Re: To split with spaces
by Laurent_R (Canon) on Aug 05, 2013 at 22:01 UTC

    Thank you, but I tried and tested substr and unpack functions. These are not working. Because our input data is not a fixed-column format. Some of columns have whitespace characters and substr and unpack functions ignore these whitespace characters and pick up next columns...

    The pack and substr functions don't ignore white spaces. But given that they work with positions within the string, they may have trouble solving mixtures of whites spaces and tabulations (because a tab takes only one position in a string, but usually several on the printed line). This is at least my hypothesis # 1, by far the most likely in my eyes. But you could also have some other nasty invisible characters (backspace and what not), which we cannot guess with the copy and paste that you are providing so far.

    We really need to know exactly and in detail what you raw file looks like (unformated). Either make the file available by some means so that we can download it and look at it, or possibly supply an hex dump of it (although this is less practical).

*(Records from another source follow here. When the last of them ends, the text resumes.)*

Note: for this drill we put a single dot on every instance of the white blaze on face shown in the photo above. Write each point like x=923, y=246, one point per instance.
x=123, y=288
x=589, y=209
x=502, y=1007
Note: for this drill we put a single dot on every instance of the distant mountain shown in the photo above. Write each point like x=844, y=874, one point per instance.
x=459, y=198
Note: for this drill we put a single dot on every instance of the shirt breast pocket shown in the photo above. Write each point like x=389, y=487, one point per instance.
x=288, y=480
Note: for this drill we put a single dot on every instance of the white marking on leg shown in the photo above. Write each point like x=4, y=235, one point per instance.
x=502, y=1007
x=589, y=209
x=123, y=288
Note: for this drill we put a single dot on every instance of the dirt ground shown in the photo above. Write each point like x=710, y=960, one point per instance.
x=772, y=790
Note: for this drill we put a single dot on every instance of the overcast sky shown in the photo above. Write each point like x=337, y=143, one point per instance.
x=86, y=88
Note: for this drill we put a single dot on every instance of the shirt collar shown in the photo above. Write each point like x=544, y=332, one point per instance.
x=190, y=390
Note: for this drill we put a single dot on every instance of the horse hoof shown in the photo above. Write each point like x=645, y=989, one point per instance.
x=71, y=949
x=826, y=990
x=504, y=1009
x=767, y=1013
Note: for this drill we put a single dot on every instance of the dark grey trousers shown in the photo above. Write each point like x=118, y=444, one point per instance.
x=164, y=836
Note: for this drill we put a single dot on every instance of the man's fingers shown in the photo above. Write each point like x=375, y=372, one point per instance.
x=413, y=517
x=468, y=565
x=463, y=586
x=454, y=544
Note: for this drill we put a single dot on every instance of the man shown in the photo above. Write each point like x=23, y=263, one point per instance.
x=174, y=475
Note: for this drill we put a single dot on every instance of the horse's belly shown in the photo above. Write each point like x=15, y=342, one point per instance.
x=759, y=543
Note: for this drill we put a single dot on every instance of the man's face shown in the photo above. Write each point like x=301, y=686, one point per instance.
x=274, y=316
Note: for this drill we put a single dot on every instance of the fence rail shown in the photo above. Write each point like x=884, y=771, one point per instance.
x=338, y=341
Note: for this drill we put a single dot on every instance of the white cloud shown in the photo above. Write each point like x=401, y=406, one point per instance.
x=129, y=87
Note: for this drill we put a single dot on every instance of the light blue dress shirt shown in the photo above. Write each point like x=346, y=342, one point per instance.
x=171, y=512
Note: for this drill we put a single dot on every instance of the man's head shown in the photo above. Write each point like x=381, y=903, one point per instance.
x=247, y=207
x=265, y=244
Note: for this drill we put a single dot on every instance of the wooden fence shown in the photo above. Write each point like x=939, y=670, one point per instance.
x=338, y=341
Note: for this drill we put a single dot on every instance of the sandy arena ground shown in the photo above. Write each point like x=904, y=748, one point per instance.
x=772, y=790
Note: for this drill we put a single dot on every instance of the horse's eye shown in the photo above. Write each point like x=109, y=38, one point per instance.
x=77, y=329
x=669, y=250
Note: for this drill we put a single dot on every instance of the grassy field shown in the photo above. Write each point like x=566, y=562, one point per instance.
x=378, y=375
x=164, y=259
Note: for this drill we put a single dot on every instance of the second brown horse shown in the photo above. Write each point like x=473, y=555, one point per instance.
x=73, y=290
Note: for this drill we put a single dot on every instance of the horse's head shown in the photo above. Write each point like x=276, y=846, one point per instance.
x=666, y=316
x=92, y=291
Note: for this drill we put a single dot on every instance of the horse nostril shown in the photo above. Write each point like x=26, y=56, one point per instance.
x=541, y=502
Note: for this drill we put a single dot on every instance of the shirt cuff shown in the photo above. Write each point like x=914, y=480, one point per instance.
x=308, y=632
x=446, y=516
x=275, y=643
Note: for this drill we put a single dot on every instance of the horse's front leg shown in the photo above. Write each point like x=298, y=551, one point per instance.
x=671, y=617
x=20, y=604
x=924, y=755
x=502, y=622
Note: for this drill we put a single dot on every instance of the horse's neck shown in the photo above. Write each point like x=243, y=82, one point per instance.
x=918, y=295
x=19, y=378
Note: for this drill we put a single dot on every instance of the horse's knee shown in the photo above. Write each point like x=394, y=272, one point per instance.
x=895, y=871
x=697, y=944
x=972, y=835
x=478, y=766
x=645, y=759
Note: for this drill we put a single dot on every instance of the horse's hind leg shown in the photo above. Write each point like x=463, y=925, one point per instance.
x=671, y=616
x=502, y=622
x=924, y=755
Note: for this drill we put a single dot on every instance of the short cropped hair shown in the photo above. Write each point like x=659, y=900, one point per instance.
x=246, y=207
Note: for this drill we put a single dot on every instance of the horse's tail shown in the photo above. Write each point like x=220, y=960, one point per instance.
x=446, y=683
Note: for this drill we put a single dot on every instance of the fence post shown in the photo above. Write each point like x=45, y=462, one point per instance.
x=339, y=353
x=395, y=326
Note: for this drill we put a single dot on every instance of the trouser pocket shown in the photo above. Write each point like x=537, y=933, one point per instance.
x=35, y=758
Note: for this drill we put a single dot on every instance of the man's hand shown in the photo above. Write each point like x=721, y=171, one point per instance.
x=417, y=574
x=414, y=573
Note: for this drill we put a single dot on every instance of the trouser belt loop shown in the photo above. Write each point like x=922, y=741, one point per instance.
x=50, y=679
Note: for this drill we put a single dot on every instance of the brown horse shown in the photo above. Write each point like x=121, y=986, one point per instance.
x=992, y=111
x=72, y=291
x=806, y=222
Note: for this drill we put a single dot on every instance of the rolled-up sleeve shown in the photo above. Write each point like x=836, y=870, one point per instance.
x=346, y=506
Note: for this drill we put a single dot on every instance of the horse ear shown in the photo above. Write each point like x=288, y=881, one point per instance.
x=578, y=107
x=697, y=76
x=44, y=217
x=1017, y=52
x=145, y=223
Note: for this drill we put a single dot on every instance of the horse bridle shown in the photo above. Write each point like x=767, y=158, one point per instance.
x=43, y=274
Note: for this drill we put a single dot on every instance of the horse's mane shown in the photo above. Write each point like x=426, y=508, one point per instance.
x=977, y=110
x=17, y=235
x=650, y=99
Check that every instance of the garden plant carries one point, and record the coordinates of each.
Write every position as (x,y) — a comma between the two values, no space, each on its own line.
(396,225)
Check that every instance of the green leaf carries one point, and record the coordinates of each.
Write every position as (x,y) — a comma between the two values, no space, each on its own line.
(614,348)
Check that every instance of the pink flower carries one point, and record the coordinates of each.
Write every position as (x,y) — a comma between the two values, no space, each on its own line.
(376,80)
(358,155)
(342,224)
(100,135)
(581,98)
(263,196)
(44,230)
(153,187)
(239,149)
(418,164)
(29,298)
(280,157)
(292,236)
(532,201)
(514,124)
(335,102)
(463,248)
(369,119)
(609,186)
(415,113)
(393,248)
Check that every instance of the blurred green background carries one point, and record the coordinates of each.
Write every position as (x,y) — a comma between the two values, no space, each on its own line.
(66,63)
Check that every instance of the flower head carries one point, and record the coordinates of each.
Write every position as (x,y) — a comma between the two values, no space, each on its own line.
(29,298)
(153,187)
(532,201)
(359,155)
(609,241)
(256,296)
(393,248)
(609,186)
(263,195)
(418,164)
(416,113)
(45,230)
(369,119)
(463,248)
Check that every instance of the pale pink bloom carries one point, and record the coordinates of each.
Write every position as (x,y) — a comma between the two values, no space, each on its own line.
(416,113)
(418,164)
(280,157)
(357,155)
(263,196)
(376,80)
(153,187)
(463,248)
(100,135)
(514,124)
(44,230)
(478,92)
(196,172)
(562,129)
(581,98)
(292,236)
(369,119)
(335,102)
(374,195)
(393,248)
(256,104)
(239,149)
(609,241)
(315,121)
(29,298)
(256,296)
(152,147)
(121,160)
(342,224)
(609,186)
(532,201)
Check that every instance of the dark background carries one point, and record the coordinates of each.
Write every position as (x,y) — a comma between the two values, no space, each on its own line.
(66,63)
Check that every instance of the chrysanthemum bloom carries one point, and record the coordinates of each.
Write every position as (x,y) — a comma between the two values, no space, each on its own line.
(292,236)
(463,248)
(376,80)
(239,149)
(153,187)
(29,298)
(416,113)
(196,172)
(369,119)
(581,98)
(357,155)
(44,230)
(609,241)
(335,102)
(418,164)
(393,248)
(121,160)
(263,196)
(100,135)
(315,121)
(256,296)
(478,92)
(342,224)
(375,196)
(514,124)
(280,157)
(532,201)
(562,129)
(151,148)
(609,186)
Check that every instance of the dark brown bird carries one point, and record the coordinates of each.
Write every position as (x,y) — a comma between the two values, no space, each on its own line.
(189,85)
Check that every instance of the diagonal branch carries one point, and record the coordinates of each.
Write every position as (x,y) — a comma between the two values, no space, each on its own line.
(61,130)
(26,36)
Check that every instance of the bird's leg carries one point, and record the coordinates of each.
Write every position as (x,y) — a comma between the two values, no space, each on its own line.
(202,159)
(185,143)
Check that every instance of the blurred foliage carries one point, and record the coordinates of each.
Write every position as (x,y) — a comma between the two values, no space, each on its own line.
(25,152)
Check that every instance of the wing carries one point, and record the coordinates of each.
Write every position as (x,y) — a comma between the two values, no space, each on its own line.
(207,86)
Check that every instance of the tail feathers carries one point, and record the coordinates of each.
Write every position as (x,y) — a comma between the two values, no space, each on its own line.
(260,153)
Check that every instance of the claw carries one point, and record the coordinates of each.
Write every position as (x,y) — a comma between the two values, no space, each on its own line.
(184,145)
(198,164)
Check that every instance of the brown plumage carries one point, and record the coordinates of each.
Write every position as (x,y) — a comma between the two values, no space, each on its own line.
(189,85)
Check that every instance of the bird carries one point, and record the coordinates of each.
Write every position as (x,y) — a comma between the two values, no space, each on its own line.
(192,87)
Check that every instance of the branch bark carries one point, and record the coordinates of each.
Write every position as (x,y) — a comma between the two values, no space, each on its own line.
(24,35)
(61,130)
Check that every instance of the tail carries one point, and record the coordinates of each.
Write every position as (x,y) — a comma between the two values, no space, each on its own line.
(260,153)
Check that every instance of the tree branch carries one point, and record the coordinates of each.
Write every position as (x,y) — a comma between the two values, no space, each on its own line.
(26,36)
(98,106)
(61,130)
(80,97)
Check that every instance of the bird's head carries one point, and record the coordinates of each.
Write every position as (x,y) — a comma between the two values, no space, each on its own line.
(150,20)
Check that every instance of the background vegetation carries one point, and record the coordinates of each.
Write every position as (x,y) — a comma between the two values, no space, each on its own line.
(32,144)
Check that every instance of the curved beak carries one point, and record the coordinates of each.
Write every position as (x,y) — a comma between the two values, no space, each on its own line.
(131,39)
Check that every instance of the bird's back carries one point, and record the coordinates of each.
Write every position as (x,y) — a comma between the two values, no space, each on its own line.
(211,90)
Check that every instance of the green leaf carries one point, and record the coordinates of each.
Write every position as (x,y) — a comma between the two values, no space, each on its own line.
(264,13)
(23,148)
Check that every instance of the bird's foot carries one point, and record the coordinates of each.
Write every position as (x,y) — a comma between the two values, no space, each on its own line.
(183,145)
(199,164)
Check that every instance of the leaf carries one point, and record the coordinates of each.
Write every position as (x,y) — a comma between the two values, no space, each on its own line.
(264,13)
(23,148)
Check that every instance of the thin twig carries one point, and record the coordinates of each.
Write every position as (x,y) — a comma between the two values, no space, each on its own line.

    Meanwhile, you could also try to split your records on single tabs, rather than spaces, and see what you get. Changing your original code to something like this:

    @fields = split /\t/, $line;

    It might just be the solution.

Re: To split with spaces
by Anonymous Monk on Aug 06, 2013 at 03:50 UTC

    Hi,

    Thre first thing to do is to go back to your boss and ask him for the file spec.

    Any of those blanks might, on different lines, have a number or letter in it. Back in the distant past, when disk was expensive, to save space we would put 8 1 bit flags into a 1 byte column in a fixed-width file.

    Once you have the file spec, you will know the format of the file and things will start to fall into place.

    J.C.